Conocí a Liliana Heker unos meses más tarde. Todos los que hemos pasado por su taller compartimos en algún momento los terrores y las anécdotas de la primera entrevista. Es un encuentro privado que hay que superar antes de unirse al grupo. De todas esas historias, mi preferida es una en la que un aspirante, que además era médico cirujano, le dijo que él desde muy joven había querido escribir una novela y que, ahora que tenía tiempo porque acababa de jubilarse, le parecía un buen momento para empezar. A lo que Liliana contestó «Buenísimo. ¿Y qué te parece si yo, cuando me jubile como escritora, me dedico a la cirugía?». Cuando cuento esta historia la gente pregunta qué pasó con el cirujano, si logró o no entrar a alguno de los grupos. Pero una de las cosas que aprendí en el taller es que ese es el tipo de preguntas que no vale la pena contestar.
Yo sobreviví a la entrevista, pero recibí mi primera lección cuando me uní finalmente al grupo: atenta a las experiencias que traía de talleres anteriores sabía que la comida y la sociabilización eran importantes, así que para hacer buena letra llevé a ese primer encuentro una fuente de galletitas recién horneadas. Entonces Liliana Heker dijo «Me encantan las galletitas, pero a la hora del mate. En este taller no se come». A la hora de trabajar, se trabajaba. Pero también era un taller donde, terminado el trabajo, se festejaba con creces —publicaciones, premios, encuentros—, y esos años hubo mucho que festejar.
Menuda pero implacable, durante el taller se sentaba —entre todos los sillones de su living— en la única silla de madera. Era el último lugar que yo hubiera elegido para sentarme, pero ahora creo que en esa simple elección ya había toda una declaración de principios. En su taller no se tomaba el té ni se atendían pasatiempos postergados. Si queríamos aprender, teníamos que arremangarnos. Derecha en su silla decía «Esto no es terapia, acá nadie viene a curarse». «Si estuviéramos cuerdos no escribiríamos». Decía «Las ganas de escribir vienen escribiendo». Decía «¿Qué es eso de esperar a que todas las condiciones externas sean ideales? Uno escribe a pesar de lo que pasa y acerca de lo que pasa».
Ya me iría enterando en el taller, y en la lectura de sus libros, que para Liliana Heker el cuento exige un enorme rigor interno. Que el primer borrador de una historia es sólo un mal necesario y que escribir es también un trabajo de obstinada reescritura. Hay que aprender a reconocer, en el germen de una idea, todo lo que una historia ya está reclamando. Cada elemento debe estar enfocado hacia un único efecto estético: su alcance máximo de sentido, de expresión y de intensidad.

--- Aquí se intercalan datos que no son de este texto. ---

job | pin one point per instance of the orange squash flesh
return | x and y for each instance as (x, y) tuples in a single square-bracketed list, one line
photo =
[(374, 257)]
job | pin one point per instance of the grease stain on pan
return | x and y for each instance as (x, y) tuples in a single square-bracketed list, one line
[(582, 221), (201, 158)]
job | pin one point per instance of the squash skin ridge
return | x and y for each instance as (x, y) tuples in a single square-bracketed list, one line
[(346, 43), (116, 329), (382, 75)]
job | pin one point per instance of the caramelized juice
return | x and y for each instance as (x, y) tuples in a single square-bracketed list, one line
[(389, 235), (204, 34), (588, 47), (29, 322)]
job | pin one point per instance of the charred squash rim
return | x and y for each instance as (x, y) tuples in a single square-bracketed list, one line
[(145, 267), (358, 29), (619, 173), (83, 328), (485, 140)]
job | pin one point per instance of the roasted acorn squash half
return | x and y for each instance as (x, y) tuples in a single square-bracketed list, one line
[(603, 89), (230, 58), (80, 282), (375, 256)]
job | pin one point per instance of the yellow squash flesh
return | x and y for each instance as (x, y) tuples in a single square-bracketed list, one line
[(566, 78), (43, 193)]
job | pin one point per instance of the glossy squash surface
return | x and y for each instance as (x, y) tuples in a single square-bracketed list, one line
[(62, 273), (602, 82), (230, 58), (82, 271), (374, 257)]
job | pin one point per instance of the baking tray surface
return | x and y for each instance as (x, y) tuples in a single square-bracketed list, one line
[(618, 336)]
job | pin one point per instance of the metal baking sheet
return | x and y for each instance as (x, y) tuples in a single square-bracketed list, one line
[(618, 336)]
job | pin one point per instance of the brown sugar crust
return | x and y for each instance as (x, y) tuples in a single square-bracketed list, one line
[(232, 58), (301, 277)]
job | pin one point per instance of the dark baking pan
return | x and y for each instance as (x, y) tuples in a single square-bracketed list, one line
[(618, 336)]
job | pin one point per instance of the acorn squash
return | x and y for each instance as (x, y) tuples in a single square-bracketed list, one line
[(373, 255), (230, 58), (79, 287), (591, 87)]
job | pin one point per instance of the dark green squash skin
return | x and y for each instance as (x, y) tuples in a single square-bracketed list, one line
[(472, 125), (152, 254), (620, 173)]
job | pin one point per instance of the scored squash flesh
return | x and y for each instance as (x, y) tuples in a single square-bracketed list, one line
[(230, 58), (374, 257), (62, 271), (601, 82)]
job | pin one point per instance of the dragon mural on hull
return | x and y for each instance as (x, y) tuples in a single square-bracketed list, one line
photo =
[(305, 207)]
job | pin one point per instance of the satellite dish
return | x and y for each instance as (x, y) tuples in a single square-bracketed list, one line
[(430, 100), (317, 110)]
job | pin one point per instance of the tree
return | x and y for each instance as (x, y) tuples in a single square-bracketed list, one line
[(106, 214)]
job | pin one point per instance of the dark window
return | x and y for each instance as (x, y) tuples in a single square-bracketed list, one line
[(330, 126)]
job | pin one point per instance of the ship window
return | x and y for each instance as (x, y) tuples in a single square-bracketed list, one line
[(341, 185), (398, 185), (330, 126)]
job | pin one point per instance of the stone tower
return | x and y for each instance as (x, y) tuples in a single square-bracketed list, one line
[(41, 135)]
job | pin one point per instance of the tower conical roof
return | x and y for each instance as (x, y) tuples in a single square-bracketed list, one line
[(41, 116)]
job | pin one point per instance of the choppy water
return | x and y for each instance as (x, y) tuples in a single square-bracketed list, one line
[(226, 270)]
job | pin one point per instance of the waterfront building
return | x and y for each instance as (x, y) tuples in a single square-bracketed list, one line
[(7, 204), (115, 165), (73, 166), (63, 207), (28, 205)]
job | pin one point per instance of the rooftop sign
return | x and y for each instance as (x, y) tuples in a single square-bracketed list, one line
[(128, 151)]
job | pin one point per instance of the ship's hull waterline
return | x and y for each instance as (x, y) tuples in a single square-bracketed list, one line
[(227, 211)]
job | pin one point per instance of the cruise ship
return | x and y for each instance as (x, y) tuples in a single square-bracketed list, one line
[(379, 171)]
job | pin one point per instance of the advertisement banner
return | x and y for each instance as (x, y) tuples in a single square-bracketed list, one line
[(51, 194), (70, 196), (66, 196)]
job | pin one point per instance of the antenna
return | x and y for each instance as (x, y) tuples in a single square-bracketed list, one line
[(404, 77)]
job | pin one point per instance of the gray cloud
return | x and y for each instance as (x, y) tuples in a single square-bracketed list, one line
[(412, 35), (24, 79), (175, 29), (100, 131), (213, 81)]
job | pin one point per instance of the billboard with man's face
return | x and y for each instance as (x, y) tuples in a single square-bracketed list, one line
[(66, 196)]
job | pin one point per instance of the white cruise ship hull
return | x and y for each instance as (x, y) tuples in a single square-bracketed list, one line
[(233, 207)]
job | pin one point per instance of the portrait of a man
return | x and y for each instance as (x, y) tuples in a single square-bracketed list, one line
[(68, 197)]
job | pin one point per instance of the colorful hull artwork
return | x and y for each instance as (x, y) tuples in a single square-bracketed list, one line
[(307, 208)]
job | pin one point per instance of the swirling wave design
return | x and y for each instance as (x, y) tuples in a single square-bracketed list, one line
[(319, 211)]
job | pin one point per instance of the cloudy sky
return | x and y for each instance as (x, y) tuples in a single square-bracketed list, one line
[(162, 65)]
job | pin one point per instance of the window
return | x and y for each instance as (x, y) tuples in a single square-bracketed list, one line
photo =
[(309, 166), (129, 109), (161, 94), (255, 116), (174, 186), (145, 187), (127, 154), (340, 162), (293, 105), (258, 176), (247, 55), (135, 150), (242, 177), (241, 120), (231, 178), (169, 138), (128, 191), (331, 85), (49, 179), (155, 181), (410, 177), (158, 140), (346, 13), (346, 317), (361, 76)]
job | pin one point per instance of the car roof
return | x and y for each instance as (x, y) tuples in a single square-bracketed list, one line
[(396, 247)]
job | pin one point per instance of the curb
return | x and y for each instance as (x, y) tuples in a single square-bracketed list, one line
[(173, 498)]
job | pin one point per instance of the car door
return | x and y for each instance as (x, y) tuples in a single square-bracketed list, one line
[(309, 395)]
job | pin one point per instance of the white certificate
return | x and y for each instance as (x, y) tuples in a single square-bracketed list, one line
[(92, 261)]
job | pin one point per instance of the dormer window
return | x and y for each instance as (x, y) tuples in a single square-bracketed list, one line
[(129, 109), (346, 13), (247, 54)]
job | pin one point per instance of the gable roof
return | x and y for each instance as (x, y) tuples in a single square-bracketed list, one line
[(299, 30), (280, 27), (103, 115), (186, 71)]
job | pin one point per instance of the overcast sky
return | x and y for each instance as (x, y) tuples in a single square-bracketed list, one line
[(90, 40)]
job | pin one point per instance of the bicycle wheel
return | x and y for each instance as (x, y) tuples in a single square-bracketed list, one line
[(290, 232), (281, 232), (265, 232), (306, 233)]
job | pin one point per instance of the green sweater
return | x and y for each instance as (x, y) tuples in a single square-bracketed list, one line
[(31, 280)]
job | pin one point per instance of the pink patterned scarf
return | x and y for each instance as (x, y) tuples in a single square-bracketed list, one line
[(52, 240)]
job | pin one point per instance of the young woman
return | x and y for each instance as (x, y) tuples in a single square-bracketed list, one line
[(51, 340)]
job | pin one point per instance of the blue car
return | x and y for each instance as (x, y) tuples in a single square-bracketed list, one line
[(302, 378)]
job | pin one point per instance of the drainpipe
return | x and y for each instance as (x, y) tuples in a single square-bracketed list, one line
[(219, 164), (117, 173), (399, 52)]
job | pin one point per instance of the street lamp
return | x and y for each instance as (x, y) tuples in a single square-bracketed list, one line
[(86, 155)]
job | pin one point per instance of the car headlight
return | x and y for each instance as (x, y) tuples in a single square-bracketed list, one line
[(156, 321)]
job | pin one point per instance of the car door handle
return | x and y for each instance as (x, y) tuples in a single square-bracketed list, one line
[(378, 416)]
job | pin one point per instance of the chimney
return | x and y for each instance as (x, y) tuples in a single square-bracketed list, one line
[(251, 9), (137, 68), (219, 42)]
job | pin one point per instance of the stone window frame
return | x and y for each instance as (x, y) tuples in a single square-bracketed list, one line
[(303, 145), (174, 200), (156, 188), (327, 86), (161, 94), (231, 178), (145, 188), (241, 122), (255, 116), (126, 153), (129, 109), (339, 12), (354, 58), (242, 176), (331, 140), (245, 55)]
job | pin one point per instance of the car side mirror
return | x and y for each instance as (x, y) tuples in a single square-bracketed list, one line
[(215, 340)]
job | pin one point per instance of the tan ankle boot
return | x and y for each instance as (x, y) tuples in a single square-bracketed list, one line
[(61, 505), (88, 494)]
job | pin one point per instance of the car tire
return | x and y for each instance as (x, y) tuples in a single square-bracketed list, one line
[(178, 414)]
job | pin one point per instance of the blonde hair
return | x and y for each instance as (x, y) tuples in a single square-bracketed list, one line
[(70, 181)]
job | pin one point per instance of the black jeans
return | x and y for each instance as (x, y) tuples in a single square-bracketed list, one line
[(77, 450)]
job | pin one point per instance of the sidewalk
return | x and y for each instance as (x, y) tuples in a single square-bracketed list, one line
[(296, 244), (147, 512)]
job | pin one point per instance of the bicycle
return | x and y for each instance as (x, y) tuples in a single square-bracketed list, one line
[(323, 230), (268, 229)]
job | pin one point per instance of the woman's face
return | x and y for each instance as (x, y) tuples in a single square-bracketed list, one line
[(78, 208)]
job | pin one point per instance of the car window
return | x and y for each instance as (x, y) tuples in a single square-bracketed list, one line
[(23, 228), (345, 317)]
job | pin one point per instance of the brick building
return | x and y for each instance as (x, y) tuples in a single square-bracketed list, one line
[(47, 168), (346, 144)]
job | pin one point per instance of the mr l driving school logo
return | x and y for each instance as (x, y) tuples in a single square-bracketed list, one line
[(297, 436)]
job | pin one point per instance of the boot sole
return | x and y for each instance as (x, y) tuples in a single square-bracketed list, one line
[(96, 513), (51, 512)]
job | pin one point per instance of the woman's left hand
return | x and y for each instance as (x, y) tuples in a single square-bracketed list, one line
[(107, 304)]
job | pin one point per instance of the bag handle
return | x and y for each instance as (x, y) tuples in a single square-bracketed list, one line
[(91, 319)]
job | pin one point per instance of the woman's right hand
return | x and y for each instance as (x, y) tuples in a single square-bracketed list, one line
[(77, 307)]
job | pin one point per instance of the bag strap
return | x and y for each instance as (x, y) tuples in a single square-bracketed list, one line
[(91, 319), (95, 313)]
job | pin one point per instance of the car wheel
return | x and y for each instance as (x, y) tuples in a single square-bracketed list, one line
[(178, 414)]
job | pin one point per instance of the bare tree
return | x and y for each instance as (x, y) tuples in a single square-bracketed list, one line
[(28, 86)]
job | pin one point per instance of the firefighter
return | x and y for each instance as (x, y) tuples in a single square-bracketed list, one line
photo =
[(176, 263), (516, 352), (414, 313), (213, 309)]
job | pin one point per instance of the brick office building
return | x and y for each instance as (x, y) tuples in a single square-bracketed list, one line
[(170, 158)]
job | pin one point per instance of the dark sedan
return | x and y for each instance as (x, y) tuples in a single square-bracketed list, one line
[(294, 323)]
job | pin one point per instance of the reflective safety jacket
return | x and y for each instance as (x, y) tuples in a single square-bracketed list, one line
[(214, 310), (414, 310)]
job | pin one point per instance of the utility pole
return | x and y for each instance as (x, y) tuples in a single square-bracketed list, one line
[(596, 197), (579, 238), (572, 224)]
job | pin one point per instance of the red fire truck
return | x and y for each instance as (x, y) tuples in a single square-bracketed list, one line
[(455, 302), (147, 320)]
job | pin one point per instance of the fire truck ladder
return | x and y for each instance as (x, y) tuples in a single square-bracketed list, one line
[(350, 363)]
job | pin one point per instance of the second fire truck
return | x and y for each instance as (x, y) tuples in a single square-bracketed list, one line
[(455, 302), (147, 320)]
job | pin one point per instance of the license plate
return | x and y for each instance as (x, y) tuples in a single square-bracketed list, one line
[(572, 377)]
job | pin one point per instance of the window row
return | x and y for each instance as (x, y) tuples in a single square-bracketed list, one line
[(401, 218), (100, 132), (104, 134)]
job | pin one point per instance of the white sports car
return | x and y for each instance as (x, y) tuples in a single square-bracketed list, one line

Flannery O’Connor decía que para la gente es muy fácil hablar del mundo de las ideas y de las abstracciones, pero que el mundo del narrador esta hecho de materia. Hablaba también de la «técnica»: que entendida a veces como una formula rígida que se impone a una idea, es en realidad algo orgánico que nace del propio material. Cuando leí «Los juegos», el primer cuento que Liliana escribió y publicó a sus diecisiete años, pensé en las palabras de O’Connor y me pregunté hasta qué punto un narrador nato ya maneja de manera intuitiva estas ideas. A esa edad Liliana Heker ya era una gran lectora, y ya participaba de la emblemática revista El Grillo de Papel. Sin embargo, era la primera vez que probaba sus fuerzas en el cuento. Y aun así es fácil reconocer cómo esa materialidad y esa técnica de la que hablaba O’Connor ya estaban ahí.
En «Los juegos» la protagonista, que es apenas una nena ofuscada por los mandatos de su madre y los deberes de la niñez, tiene ya una voz única y propia, un ritmo y un tono que suman a la trama otro tipo de revelaciones, quizá más sutiles pero no menos importantes. Ya está ahí la idea de soledad como espacio indiscutido de la escritura, y acá recuerdo a Liliana, que dice: «El vértigo que se siente durante la escritura es el de la libertad absoluta. No hay nada pautado, todos los caminos son posibles y uno está absolutamente solo en sus elecciones. Lo más saludable para un creador es llevarse bien con esa soledad». También ya hay en «Los juegos» una idea de lo femenino alejada de los convencionalismos y las expectativas sociales; hay simpatía y la curiosidad por los espacios masculinos quizá por el simple hecho de ser, para una nena, también el espacio de lo desconocido. Y en el taller, sentada en su silla, Liliana Heker dice «Lo femenino y lo masculino no son atributos literarios. El sexo de un autor pesa sin duda en sus ficciones, como pesa su origen, su experiencia o su neurosis. Nunca es el único determinante de una escritura».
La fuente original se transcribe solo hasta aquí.